Personally I'm not OK leaving behind non-JS users in my own development, but provided a site's public pages are accessible I'm not too bothered what they're doing when people log in.
All of those are examples of websites that would or do suffer from excessive use of javascript.
I agree 100%.
If you want to curl a hashbang URL (or access its content in some other non-Javascript-requiring way), there's a pretty easy way to do it. Just do the same thing Google does and remove the hashbang. It's like getting mad because you can't parse the XML you find at a JSON endpoint.
"If you want to curl a hashbang URL (or access its content in some other non-Javascript-requiring way), there's a pretty easy way to do it. Just do the same thing Google does and remove the hashbang."
Which command line option on curl does that? (Maybe they haven't updated the man page? http://curl.haxx.se/docs/manpage.html ).
Oh, if you reply, could you do it in the form of interpretative dance.
sed 's/#!\///g' urls.txt | xargs curl
Yeah, not that hard dude.
> sed 's/#!\///g' urls.txt | xargs curl
So easy, you've actually got it wrong.
Certain special characters after the hash-bang need to be url-encoded, and then that value needs to be added to what's before the #! by including a query string parameter of _escaped_fragment_, checking first whether there is already a query string so as to append the information rather than incorrectly whacking on a '?'.
Plus, this isn't in the form of interpretive dance. So no content for you.
Ok fine, so it will take 10 minutes to whip up and test a quick Ruby script instead of 30 seconds to think of the regular expression. I stand corrected.

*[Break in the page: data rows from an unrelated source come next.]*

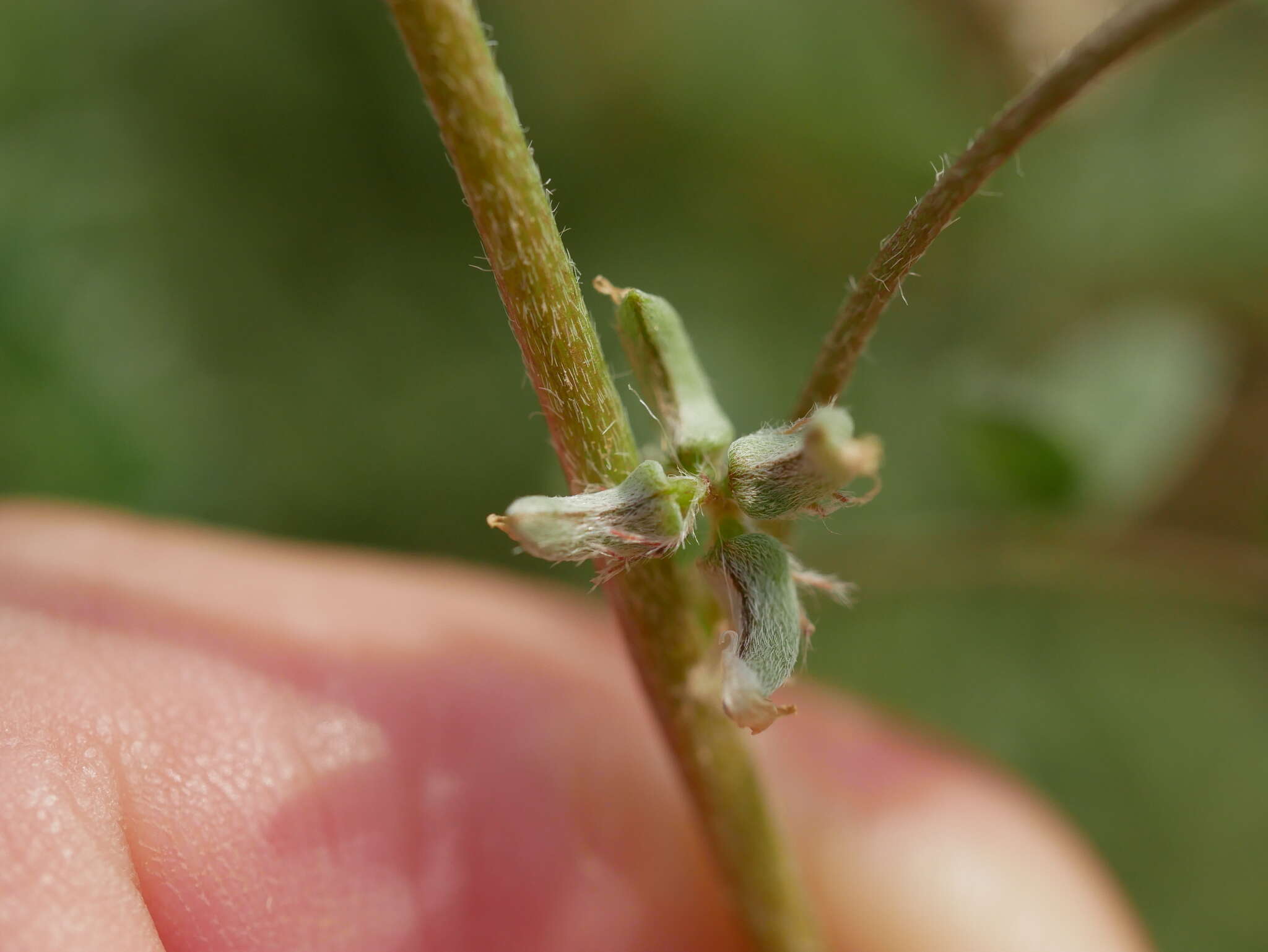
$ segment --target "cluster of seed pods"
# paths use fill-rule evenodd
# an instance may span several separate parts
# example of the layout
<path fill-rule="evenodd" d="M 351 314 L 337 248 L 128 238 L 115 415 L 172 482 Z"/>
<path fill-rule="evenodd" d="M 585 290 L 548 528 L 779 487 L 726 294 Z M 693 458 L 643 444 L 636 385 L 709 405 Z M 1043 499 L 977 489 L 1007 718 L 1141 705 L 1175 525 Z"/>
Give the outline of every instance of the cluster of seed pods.
<path fill-rule="evenodd" d="M 763 524 L 871 499 L 880 488 L 880 441 L 856 437 L 850 415 L 836 406 L 735 439 L 670 303 L 601 278 L 595 286 L 616 302 L 616 327 L 661 423 L 666 463 L 645 460 L 619 486 L 597 492 L 526 496 L 488 522 L 538 558 L 595 559 L 605 581 L 639 559 L 672 555 L 692 536 L 697 517 L 708 516 L 701 565 L 727 621 L 714 660 L 718 700 L 756 734 L 792 710 L 771 695 L 795 669 L 813 630 L 798 588 L 839 601 L 848 592 L 846 583 L 804 569 Z M 862 496 L 846 489 L 858 478 L 871 482 Z"/>

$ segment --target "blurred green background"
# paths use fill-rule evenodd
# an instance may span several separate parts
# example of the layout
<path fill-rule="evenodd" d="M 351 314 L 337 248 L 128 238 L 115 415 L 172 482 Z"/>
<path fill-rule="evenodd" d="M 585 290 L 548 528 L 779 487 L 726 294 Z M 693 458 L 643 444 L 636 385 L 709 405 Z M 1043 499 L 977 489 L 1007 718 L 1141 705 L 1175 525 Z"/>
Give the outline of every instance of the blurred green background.
<path fill-rule="evenodd" d="M 1096 5 L 482 13 L 581 273 L 673 300 L 753 428 Z M 801 534 L 862 589 L 812 672 L 1038 783 L 1177 952 L 1268 946 L 1265 48 L 1235 5 L 997 175 L 848 393 L 885 492 Z M 479 265 L 373 0 L 0 5 L 0 491 L 585 584 L 484 527 L 562 480 Z"/>

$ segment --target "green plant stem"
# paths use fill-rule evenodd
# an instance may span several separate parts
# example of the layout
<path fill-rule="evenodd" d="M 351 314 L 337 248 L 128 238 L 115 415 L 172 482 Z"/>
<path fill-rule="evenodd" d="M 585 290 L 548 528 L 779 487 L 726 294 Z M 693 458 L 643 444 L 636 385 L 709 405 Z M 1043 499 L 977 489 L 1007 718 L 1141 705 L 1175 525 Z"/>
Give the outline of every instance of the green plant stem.
<path fill-rule="evenodd" d="M 987 179 L 1092 80 L 1129 53 L 1226 0 L 1141 0 L 1106 20 L 1000 112 L 881 245 L 837 312 L 794 418 L 844 389 L 881 312 L 933 240 Z"/>
<path fill-rule="evenodd" d="M 469 0 L 389 3 L 564 473 L 574 491 L 611 486 L 637 463 L 634 436 L 476 10 Z M 605 589 L 754 947 L 822 948 L 743 735 L 689 683 L 708 645 L 692 579 L 672 560 L 653 560 Z"/>

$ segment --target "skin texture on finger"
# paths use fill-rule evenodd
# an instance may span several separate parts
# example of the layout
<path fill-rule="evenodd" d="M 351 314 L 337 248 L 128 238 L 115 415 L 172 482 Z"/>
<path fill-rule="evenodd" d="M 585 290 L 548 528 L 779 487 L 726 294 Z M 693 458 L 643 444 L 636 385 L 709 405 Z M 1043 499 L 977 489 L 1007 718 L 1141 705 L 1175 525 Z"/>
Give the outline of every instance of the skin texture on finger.
<path fill-rule="evenodd" d="M 11 506 L 0 603 L 0 729 L 68 773 L 108 764 L 71 799 L 114 830 L 124 880 L 134 865 L 138 942 L 742 948 L 619 641 L 579 598 Z M 754 747 L 836 948 L 1145 948 L 1014 785 L 857 705 L 796 700 Z M 0 802 L 34 782 L 0 773 Z"/>
<path fill-rule="evenodd" d="M 857 952 L 1148 952 L 1097 857 L 973 757 L 804 691 L 765 745 L 836 947 Z"/>
<path fill-rule="evenodd" d="M 22 606 L 0 724 L 39 723 L 72 768 L 115 764 L 169 952 L 734 947 L 588 610 L 483 574 L 203 541 L 0 513 Z"/>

Now multiply that 10 minutes by number of scripts, utilities, libraries and applications in the world that handle URLs, and you'll be somewhere close to the magnitude of effort required to work around these broken URLs.
I wonder if anyone has tried this: suppose that to make page transitions faster, you strip out everything from each page other than the data itself? The page should just contain the main content (which would have to be fetched via AJAX anyway), and JavaScript can fill in things like sidebars and navigation.
IIRC, Posterous does this as part of their caching strategy. Static content is HTTP cached and dynamic content is pulled in via AJAX on page load. The result is that the primary content is available fast and dynamic secondary information (such as view count, etc) pops in soon after.
Jolly good. A site that understands the concept of 'progressive enhancement'.
A better approach in all ways is to use the HTML5 history API, a la GitHub.
The article makes mention that the example doesn't use the HTML5 History API, and that the onus is on the developer to check for and use that as appropriate.
In all ways except being supported by the browsers used by the majority of the users.
I only wonder why websites who use it themselves, break other shebang urls when you post them - try sharing a twitter url on facebook (always have to strip the #!/ manually).
I'm an engineer at Facebook.
We started using Google's ajax crawling spec. Whenever we see:
we actually crawlhttp://twitter.com/#!/ptarjan
Let me know if you notice any issues.http://twitter.com/?_escaped_fragment_=/ptarjanOh, now it works and links fine! Tx for the update
//edit: btw, do you work with the new messages? I got an annoying bug there - as you type, often the cursor jumps to the end. annoying as hell when you edit sth in the middle of the sentence.
Much of the speed increase (assuming fast and properly cached server) can come from the decreased need to repaint the entire DOM. For my site, this is a big deal.